Over the past few months, I've really felt God working in my life. Quite differently from the previous months. But it wasn't His fault.
You know when there are times that you just don't feel God's pull in your own life? Maybe you see Him in other's lives or you don't see Him at all. You start to doubt that He's still paying attention. You start to doubt yourself, your motives, everything around you. Then, you wake up and realize--you were trying to go at it all alone. You thought you had it all figured out and just didn't bother to consult the "big guy". Why bring Him into it--it's all under control, right?
Until it's not. Then you finally seek His guidance. And He's there, like He always has been. I finally started asking God to help me through this mid-life crisis or whatever I'm going through and put me where He wants me.
And He answered of course. We've started this new "hang-ups and habits" Bible study in church. Of course, just weeks prior, he started talking to me about some issues that I've been stumbling over my whole life. Yeah, He was preparing me for this study. And just yesterday, He opened up a part-time opportunity that I thought I wasn't going to have. So, there's the money I need for my writing class. And I've found a couple of great little websites with like-minded people who are practicing their own writing skills.

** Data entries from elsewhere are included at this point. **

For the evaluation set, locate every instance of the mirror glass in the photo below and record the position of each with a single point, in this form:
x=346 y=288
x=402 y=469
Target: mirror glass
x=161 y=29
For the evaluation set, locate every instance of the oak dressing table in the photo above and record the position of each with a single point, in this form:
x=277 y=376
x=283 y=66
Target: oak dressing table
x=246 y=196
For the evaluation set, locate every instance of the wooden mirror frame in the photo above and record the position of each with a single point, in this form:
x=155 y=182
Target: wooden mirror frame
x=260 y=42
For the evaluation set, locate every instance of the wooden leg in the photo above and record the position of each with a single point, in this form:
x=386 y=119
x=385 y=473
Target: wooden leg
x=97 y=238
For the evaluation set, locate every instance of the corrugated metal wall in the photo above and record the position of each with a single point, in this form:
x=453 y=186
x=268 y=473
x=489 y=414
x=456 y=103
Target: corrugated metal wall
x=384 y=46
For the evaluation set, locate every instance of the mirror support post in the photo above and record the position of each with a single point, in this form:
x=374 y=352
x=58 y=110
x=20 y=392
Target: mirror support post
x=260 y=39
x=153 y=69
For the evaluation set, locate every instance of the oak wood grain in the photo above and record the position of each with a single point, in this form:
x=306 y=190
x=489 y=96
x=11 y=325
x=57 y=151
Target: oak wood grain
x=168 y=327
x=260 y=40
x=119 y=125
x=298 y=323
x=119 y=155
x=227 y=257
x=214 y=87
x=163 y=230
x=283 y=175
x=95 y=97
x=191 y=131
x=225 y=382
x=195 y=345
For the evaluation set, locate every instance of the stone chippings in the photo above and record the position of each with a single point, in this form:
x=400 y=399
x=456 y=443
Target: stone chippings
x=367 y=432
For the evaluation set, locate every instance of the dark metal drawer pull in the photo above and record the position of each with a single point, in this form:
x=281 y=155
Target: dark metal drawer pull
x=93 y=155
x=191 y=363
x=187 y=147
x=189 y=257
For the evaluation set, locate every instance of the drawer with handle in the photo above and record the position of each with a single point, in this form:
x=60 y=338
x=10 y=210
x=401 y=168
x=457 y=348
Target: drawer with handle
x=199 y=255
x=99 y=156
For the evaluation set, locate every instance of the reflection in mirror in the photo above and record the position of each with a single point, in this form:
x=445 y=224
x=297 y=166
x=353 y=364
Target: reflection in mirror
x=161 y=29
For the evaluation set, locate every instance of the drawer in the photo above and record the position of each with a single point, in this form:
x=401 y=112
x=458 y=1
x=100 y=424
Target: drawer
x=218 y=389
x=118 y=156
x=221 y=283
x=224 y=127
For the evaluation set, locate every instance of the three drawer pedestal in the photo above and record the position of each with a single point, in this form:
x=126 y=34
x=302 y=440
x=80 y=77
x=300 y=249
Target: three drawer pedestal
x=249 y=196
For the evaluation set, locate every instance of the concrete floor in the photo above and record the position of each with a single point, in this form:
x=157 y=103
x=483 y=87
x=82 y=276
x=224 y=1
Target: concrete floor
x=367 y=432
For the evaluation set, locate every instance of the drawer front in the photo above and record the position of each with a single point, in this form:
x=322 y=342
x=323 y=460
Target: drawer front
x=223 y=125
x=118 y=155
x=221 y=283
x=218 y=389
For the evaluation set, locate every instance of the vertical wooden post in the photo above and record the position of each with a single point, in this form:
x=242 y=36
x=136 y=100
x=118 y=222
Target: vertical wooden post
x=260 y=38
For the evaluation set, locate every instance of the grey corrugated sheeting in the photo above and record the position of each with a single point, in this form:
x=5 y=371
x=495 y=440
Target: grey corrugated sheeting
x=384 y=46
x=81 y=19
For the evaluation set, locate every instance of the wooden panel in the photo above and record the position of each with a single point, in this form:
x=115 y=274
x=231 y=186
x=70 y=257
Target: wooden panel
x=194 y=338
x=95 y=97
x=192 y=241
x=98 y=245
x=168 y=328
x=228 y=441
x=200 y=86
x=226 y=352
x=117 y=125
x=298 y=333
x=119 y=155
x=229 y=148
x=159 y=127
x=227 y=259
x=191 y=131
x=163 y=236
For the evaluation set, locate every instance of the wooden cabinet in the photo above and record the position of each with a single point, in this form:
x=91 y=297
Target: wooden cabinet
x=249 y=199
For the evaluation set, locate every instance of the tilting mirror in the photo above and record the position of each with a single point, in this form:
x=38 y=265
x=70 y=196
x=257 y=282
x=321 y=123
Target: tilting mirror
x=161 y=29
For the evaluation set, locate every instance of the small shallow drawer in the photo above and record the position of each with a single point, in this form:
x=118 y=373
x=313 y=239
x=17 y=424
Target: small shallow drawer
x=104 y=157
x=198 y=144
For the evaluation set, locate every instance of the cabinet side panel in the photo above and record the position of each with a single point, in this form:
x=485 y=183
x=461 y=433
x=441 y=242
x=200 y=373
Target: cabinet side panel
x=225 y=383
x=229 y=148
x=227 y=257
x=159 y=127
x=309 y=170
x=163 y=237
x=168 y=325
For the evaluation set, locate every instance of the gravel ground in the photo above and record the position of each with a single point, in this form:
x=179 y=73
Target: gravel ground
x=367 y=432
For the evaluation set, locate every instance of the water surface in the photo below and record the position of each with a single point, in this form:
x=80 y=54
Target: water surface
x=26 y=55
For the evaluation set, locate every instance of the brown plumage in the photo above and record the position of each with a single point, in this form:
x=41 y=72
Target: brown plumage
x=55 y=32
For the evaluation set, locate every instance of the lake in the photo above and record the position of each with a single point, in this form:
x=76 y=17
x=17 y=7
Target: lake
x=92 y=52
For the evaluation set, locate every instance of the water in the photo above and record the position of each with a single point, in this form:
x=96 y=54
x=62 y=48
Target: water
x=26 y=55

I'm truly not expecting instant fame here. Or fame at all really. It may be years before anything comes of it, but I think I'm doing what I want to do and what He's leading me toward. He may lead me somewhere else eventually, but I'm gonna stick with it and give it my best. I know He's still workin on me and I'll probably always struggle with my own "stuff" and stumble on it. But, today, I acknowledge and thank Him for not giving up on me. Even when I want to control everything. Even when I want to give up on myself.